Second, since lead time is so important, we need to explore and understand its nature well enough to derive practical recommendations to our modern businesses. This is where we must face an inconvenient truth. Significant time variability in creative, intellectual, 21st -Century work is a fact of life. Time is not a number, but a probability distribution. Therefore, to manage our work better, we need to understand its probabilistic, risk-based nature. We could, obviously, call upon some mathematical apparatus for this task, but – as the subtitle of this lecture suggests – we also have many non-mathematical, easy to understand, relatable stories and analogies to help managers grasp it.
Third, once we understand the nature of time in our modern work, we can derive practical guidance to managers on forecasting, on improving delivery of products and services to customers, on making them fitter for customers’ purpose, and on making their businesses more successful in the long term.
Workshop Title
Introduction to the Fit-for-Purpose (F4P) Framework
Workshop Overview
The Fit-for-Purpose (F4P) Framework is about how modern businesses find, satisfy and keep customers. It gives them a system to understand why their customers choose their products and services and the criteria involved in such choices.
This session will give you the essentials of the Fit-for-Purpose (F4P) Framework. First, how to break down Fit-for-Purpose into design, implementation and service delivery components. Second, how to see different market segments where customers may have different fitness criteria. Third, how to recognize different types of metrics and avoid using them for a wrong purpose, which could lead to customer dissatisfaction. Fourth, how to survey your customers to monitor and analyze the current Fit-for-Purpose of your products and services. Fifth, the most commonly occurring fitness criteria. Finally, we will outline the strategic applications and integrations of the F4P Framework.
This session is a much-shortened version of the one-day Fit-for-Purpose workshop. The workshop offers more practical takeaways and takes you through many practical exercises so that you’re ready to apply the F4P Framework in your company. However, if you cannot attend Alexei’s one-day workshop before the conference, this session will give you the F4P essentials.
Learning objectives
- Fit-for-purpose components: design, implementation, and service delivery
- Market segmentation by purpose (not demographics)

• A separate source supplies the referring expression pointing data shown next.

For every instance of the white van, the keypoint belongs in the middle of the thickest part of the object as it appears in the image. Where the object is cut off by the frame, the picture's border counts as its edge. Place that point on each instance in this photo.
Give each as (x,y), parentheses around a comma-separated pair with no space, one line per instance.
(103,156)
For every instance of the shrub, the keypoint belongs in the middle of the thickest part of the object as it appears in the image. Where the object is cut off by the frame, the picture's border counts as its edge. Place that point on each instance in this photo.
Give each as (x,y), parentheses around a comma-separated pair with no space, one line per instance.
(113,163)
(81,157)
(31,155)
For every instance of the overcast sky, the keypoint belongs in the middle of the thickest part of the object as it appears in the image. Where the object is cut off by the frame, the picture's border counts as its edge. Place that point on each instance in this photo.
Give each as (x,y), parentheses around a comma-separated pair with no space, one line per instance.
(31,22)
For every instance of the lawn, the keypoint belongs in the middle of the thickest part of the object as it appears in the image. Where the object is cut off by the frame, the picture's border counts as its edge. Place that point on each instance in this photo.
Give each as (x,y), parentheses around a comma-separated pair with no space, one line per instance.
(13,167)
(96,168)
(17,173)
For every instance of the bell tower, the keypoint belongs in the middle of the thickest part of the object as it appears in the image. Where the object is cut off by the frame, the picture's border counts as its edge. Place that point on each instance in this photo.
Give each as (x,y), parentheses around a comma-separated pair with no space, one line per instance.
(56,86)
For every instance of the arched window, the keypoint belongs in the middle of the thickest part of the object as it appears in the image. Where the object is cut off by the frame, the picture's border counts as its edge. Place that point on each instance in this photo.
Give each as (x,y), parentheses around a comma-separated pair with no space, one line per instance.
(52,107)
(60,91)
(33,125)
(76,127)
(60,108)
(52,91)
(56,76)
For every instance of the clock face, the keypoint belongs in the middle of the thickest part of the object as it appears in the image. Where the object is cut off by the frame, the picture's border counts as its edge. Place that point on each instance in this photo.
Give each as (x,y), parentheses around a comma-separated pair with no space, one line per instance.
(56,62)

- Four types of metrics: fitness criteria – they should be your KPIs, then health indicators, improvement drivers, and everything else – vanity metrics
- How to assess fitness of your product or service using F4P Cards and F4P Box Scores
- Common fitness criteria: lead time (duration, predictability, timeliness), quality (functional, non-functional), safety and conformance
- F4P connection to strategy and integrations with several other approaches.